Wird eine Kuh nicht tragend oder ist nicht widerstandsfähig gegenüber Eutererkrankungen, kommt diese meistens in die Metzgerei. Tatsächlich erreichen die meisten Schweizer Milchkühe die vierte Laktation nicht, obwohl die Milchleistung bis zur fünften Laktation ansteigt und dann auf hohem Niveau bleibt. Ab 2024 wird die längere Nutzung des Schweizer Milchviehs durch das Verordnungspaket Parlamentarische Initiative 19.475 gefördert. Sie ist aber schon heute gesamtökonomisch für den Betrieb ein Gewinn. [IMG 2]

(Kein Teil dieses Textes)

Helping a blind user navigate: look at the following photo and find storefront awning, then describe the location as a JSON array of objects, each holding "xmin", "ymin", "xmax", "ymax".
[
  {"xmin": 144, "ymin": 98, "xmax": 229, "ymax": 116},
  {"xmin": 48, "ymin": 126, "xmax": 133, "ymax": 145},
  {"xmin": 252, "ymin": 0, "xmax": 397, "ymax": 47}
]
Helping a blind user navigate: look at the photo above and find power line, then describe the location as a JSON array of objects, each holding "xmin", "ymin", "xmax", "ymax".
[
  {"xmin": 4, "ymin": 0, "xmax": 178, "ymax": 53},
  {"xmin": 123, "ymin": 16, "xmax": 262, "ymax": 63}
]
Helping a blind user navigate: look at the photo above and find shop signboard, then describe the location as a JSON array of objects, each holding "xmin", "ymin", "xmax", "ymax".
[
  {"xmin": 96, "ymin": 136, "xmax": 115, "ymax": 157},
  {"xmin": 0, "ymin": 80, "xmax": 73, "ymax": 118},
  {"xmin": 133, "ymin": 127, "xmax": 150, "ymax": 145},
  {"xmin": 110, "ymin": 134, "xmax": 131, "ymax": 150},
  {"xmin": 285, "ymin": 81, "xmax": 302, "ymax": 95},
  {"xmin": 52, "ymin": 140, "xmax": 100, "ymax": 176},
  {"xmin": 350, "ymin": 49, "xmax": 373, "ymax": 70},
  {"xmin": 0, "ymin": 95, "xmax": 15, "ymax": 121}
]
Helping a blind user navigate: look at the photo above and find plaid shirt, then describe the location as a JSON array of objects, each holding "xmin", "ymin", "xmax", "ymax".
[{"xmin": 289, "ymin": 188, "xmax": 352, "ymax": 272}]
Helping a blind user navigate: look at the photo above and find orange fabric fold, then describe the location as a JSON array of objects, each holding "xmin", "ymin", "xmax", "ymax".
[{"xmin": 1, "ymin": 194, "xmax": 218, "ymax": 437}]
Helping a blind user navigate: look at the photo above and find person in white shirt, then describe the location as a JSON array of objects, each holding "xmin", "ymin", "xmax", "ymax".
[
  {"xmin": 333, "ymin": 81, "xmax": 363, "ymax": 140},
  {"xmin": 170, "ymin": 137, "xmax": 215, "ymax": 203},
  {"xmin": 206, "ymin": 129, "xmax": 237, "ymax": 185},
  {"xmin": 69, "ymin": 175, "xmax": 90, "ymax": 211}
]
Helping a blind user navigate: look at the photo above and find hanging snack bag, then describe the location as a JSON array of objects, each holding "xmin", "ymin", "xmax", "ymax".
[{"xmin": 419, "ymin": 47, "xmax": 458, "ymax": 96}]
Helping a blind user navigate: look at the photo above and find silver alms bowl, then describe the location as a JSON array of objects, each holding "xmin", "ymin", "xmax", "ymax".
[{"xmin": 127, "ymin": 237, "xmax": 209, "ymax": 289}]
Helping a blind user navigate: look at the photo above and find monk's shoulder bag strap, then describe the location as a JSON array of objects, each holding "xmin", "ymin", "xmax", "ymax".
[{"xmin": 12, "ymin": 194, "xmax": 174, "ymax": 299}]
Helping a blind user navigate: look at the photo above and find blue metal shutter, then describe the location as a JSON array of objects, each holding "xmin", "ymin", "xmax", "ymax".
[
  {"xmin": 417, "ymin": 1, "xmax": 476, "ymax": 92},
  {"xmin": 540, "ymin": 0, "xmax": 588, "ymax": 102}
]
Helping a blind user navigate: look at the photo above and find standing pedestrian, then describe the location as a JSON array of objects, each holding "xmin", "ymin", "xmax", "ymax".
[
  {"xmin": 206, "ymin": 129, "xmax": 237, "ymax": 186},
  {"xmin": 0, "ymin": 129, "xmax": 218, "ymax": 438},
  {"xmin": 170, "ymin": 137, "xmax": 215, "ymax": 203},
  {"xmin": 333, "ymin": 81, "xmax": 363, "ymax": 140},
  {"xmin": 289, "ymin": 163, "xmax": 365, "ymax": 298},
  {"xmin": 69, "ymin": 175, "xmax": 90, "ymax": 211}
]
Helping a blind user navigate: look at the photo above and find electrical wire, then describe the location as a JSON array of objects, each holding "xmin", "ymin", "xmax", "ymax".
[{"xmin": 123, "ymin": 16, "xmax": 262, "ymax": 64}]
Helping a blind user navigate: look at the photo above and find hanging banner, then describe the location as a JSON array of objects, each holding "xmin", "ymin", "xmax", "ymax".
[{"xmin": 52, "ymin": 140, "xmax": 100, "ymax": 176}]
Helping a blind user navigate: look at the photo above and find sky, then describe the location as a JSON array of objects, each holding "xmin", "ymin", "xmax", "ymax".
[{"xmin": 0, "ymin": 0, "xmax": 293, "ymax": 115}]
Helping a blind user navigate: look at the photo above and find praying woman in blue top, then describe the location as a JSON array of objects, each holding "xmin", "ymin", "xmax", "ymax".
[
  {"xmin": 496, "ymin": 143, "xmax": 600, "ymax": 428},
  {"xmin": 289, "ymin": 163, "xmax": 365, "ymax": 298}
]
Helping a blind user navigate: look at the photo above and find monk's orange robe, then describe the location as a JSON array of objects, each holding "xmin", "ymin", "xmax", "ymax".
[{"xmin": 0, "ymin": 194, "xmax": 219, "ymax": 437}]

 «Die langlebigen sind eher unauffällige Kühe, die einfach mitlaufen.»

 Anna Bieber, wissenschaftliche Mitarbeiterin am FiBL. 

Nutzungsdauer Schweizer Milchviehrassen 2019:
- Swiss Fleckvieh: 3,8 Jahre 
- Braunvieh: 3,7 Jahre
- Original Braunvieh: 3,6 Jahre
- Simmentaler: 3,3 Jahre
- Holstein SHB: 3,1 Jahre
- Holstein HOL: 3,0 Jahre 

«Langlebige Kühe sind eher die Unscheinbaren»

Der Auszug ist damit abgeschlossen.